The link: In 1993, a man suing the manufacturer of his wife's mobile phone claimed on Larry King Live that the device was responsible for her brain cancer. The broadcast provoked a public outcry, a rash of similar lawsuits, and millions of dollars poured into studying whether radio waves emitted by cell phones could be harmful.
The reality: The largest study to date, published in 2010, could neither confirm nor dismiss a connection between cell phones and cancer. Scientists tracked nearly 13,000 adults for a decade and found a slightly higher rate of one of four cancers—gliomas, a particularly aggressive variety of brain cancer—among frequent cell users. But cell users overall had a lower rate of the cancers than never-users. Participants gave their own estimates of how much time they spent talking, which may have muddied the results. Researchers have now embarked on an even larger study in Europe.
The link: A decade ago, an e-mail warning women that using antiperspirant could cause breast cancer went viral. Since then, some research has suggested that aluminum in antiperspirants and preservatives called parabens in both antiperspirants and deodorants mimic the hormone estrogen, which in high amounts can increase a woman's breast cancer risk.
The reality: There is no evidence that antiperspirants or deodorants cause cancer. Although a 2004 study heightened concern when researchers found parabens in breast cancer tissue samples, suggesting the chemicals may have caused the tumors, the investigators did not check for the presence of parabens in healthy tissue. Evidence suggests that 99 percent of us are exposed to parabens from numerous sources, including various cosmetics and foods, according to the American Cancer Society. Little evidence indicates they may be harmful. The organization says more study is needed to be certain that there is no risk. A 2002 study of hundreds of women with and without breast cancer, found no sign the antiperspirants or deodorants upped cancer risk.
The link: Women got a shock in 1995 when "Dressed to Kill," written by a husband and wife team of medical anthropologists, alleged that those who regularly wore bras had a much higher risk of cancer than women who didn't wear them. They theorized that bras promote the buildup of cancer-causing toxins in the breast.
The reality: Experts stress that a link between bras and breast cancer has never been proven.
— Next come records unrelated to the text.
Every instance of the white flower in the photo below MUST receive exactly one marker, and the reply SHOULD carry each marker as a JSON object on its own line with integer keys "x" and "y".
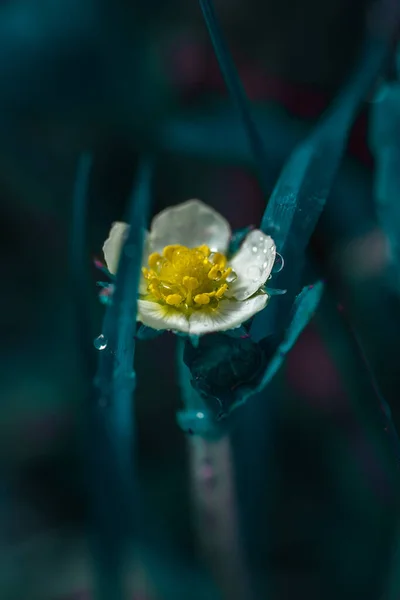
{"x": 187, "y": 282}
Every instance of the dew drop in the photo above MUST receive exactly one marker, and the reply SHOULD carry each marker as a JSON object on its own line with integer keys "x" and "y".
{"x": 100, "y": 343}
{"x": 231, "y": 277}
{"x": 254, "y": 273}
{"x": 278, "y": 264}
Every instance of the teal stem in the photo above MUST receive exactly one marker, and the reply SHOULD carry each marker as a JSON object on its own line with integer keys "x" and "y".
{"x": 109, "y": 432}
{"x": 237, "y": 93}
{"x": 113, "y": 411}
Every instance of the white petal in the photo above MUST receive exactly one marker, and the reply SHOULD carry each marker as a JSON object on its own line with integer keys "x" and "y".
{"x": 229, "y": 315}
{"x": 252, "y": 264}
{"x": 160, "y": 317}
{"x": 112, "y": 249}
{"x": 190, "y": 224}
{"x": 113, "y": 245}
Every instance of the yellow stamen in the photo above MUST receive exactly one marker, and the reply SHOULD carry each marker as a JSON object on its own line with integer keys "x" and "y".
{"x": 190, "y": 283}
{"x": 153, "y": 260}
{"x": 186, "y": 278}
{"x": 215, "y": 273}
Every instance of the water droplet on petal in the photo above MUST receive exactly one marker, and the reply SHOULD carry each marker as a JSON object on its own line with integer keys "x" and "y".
{"x": 100, "y": 343}
{"x": 231, "y": 277}
{"x": 278, "y": 264}
{"x": 254, "y": 272}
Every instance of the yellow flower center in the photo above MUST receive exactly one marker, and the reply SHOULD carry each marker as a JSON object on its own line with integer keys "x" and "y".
{"x": 187, "y": 278}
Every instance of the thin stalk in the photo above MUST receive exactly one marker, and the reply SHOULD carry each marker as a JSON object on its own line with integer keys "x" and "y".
{"x": 214, "y": 498}
{"x": 109, "y": 417}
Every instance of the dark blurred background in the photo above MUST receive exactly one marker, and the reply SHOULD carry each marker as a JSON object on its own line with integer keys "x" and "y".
{"x": 315, "y": 474}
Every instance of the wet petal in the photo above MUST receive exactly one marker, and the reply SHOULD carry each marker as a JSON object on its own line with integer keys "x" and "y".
{"x": 112, "y": 249}
{"x": 113, "y": 245}
{"x": 252, "y": 265}
{"x": 190, "y": 224}
{"x": 228, "y": 315}
{"x": 160, "y": 317}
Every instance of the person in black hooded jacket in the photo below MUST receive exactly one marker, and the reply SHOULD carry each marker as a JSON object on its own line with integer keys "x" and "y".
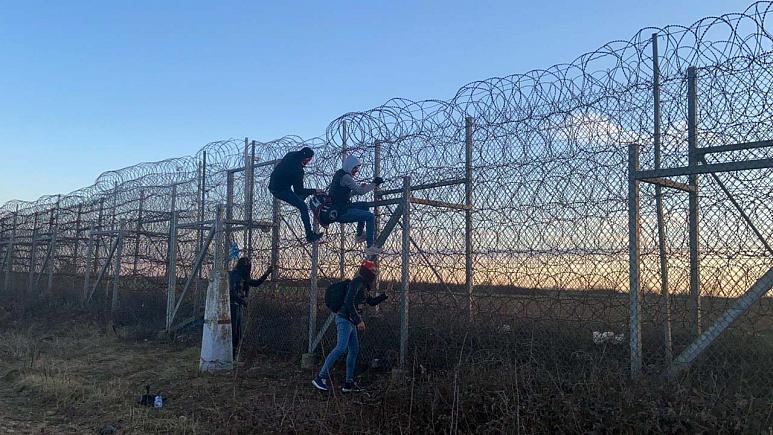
{"x": 348, "y": 323}
{"x": 239, "y": 283}
{"x": 286, "y": 183}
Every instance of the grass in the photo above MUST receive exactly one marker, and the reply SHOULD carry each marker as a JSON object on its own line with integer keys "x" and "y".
{"x": 63, "y": 371}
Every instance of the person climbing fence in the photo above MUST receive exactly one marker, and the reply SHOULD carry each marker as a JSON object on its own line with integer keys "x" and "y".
{"x": 286, "y": 184}
{"x": 239, "y": 283}
{"x": 343, "y": 298}
{"x": 342, "y": 188}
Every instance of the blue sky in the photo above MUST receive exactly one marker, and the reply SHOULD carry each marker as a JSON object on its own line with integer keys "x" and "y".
{"x": 89, "y": 86}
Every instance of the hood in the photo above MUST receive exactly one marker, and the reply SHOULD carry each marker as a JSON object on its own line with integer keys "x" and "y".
{"x": 349, "y": 163}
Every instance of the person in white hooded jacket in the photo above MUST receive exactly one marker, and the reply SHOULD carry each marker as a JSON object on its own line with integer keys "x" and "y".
{"x": 341, "y": 190}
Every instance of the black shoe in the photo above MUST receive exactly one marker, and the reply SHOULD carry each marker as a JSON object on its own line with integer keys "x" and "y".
{"x": 351, "y": 387}
{"x": 319, "y": 384}
{"x": 313, "y": 237}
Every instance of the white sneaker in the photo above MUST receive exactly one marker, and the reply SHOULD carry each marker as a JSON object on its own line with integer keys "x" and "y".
{"x": 373, "y": 251}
Considerable evidence points to other variables affecting a woman's risk of breast cancer, such as weight, age, and family history. Women who don't wear bras tend to weigh less or have less dense breast tissue, both of which reduce breast cancer risk. Those factors alone, according to the American Cancer Society, "would probably contribute to any perceived difference in risk."
The link: In 2008 researchers from the World Health Organization's International Agency for Research on Cancer (IARC) revived concern of a hair dye-cancer connection after finding a pattern of bladder cancer in male hairdressers and barbers. They found too little evidence to say whether people who used the products every so often at home were also at risk.
The reality: The IARC finding was based on studies conducted at different times, so any increased risk could result from heavy exposure to chemicals that were discontinued decades ago after scientists discovered they caused cancer in rodents. It's unclear whether the chemicals used in current dyes cause cancer, according to the National Cancer Institute. Most evidence, however, does not support a link.